Improving SIG_OVERFLOW (timer0, millis, etc)

Latest version. More comments; matched style. cycles/milli, sort of.

/*
  Count milliseconds since initialization.  Use the timer0 overflow.
  Timer0 prescaler is set to 64, and overflows every 256 counts.

  There are two strategies implemented:
  1) In the first strategy, we keep track up the number of milliseconds
     and microseconds for each timer tick, and use those to update the
     millisecond count (carrying from microsecs to milliseconds whenever
      microsecs reaches 1000.)  For several popular clock frequencies,
     the number of "remainder" microseconds in each tick can be scaled
     to fit the max of about 1000 in a single byte, saving substantially
     on code space and time.  Obviously, the number of microseconds in
     each tick has to be an integer.  Works for 1, 2, 4, 8, 16MHz.
         millis += millis per tick. (with scale microsecond fractional part.)
  2) The other strategy works for more general clock frequencies.  For
     each clock tick, accumulated the total number of cycles and divide
     out each millisecond worth of cycles.  This works whenever the number
     of clock cycles in a millisecond is an integer (almost always!)
     Since the number of milliseconds per tick is small (1.024 for 16MHz),
     the division can be done moderately efficiently by repeated subtraction.
         millis += cycles/(cyclesPerMilli)
   The source code to implment the ISR in these two cases can be essentially
   identical, although the type of the fractional part varies, and the
   constants change.
*/

/*
  Calculate constants to see if we can make the "microsecPerTick"
  algorithm work.   We'll have:
     ((1/F_CPU) * 256 * 64)  =  seconds per tick.
     ((1/F_CPU) * 256 * 64) * 1e6 =  microseconds per tick.
  But we only have integers, so rearrange this to:
      (64e6/F_CPU) * 256 = us/tick
  or  (1024e6/F_CPU) * 16
*/
#define US_PER_T0TICK ((1024000000L/F_CPU)*16)
#define MS_PER_T0TICK (US_PER_T0TICK/1000)
/*
  Now, to fit at least one millisecond worth of microseconds in a single
  byte, we need to scale by  factor of at least 8 (1 count = 8 uS)
  (4 almost works, excepts that (1000/4) (250) is too close to wraparound)
 */
#define S_US_PER_MS (1000>>3)      /* scaled microsecs per millisec */
#define S_US_PER_T0TICK ((US_PER_T0TICK % 1000)>>3)

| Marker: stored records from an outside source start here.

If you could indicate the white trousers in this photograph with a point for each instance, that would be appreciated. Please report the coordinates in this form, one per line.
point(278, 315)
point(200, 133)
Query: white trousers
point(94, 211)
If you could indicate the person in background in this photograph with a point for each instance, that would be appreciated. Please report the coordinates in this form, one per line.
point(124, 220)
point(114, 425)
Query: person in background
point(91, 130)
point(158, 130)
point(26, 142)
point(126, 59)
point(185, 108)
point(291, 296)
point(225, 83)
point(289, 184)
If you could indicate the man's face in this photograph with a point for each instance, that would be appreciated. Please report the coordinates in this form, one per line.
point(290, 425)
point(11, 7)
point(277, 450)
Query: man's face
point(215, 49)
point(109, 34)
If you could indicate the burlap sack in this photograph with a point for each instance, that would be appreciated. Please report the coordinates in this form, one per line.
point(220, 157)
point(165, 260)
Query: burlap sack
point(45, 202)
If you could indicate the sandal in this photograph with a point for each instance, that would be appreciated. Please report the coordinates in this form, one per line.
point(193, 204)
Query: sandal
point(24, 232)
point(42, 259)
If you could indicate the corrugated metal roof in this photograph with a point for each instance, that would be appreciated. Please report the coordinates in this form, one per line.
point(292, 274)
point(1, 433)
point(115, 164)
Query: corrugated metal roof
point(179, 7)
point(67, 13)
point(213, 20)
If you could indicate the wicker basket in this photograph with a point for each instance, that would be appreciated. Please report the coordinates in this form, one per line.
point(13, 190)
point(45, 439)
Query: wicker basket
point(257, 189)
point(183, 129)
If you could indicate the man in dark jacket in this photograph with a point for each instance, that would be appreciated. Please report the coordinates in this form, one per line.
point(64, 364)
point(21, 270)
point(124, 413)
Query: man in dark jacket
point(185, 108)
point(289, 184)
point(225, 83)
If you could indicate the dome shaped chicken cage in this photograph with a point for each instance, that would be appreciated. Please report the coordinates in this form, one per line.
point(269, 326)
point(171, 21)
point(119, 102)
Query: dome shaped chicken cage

#ifdef TEST_NEW_TIMER  // Assign some values to variables so they can be seen.
#warning TEST_NEW_TIMER variables
unsigned long test_total_t0ticks = 0;
unsigned long test_us_per_t0tick = US_PER_T0TICK;
unsigned char test_ms_per_t0tick = MS_PER_T0TICK;
unsigned char test_s_us_per_t0tick = S_US_PER_T0TICK;
#endif

#if ((((MS_PER_T0TICK*1000)+(S_US_PER_T0TICK<<3)) /16) * F_CPU) == 1024000000
/*
  If the fast algorithm will work, the math will go backwards
  Overall, we have s_us = ((16384e6/f_cpu)%1000) / 8,
     and it must be an integer.
 */
typedef unsigned char timer0_fract_t;      /* counts microseconds */
#define FRACT_INC (S_US_PER_T0TICK)      /* Fraction increment by microsecs */
#define FRACT_MAX (S_US_PER_MS)            /*   till we reach one millisec */
#define MILLIS_INC (MS_PER_T0TICK)      /* non-fractional millis */
#warning T0OVERFLOW counts microseconds

#else
/*
  if the math doesn't reverse, we need to use the more general
  algorithm.  Redefine types and  constants appropriately.
*/
typedef unsigned long timer0_fract_t;      /* counts cycles */
#define FRACT_INC (64UL*256UL);            /* fraction increments by cycles */
#define FRACT_MAX (F_CPU/1000)            /* cycles per millisecond */
#define MILLIS_INC 0                  /* no non-fractional parts. */
#warning T0OVERFLOW counts cycles

#endif

volatile unsigned long timer0_millis = 0;
static timer0_fract_t timer0_fract = 0;

SIGNAL(SIG_OVERFLOW0)
{
      unsigned long mstmp = timer0_millis;
      timer0_fract_t fractmp = timer0_fract;

#ifdef TEST_NEW_TIMER
#warning TEST_NEW_TIMER increment
      test_total_t0ticks++;
#endif
      mstmp += MILLIS_INC;            /* increment milliseconds */
      fractmp += FRACT_INC;
      while (fractmp >= FRACT_MAX) {
            fractmp -= FRACT_MAX;
            mstmp += 1;
      }
      timer0_fract = fractmp;
      timer0_millis = mstmp;
}

unsigned long millis()
{
      unsigned long m;
      uint8_t oldSREG = SREG;
      
      // disable interrupts while we read timer0_millis or we might get an
      // inconsistent value (e.g. in the middle of the timer0_millis++)
      cli();
      m = timer0_millis;
      SREG = oldSREG;
      
      return m;
}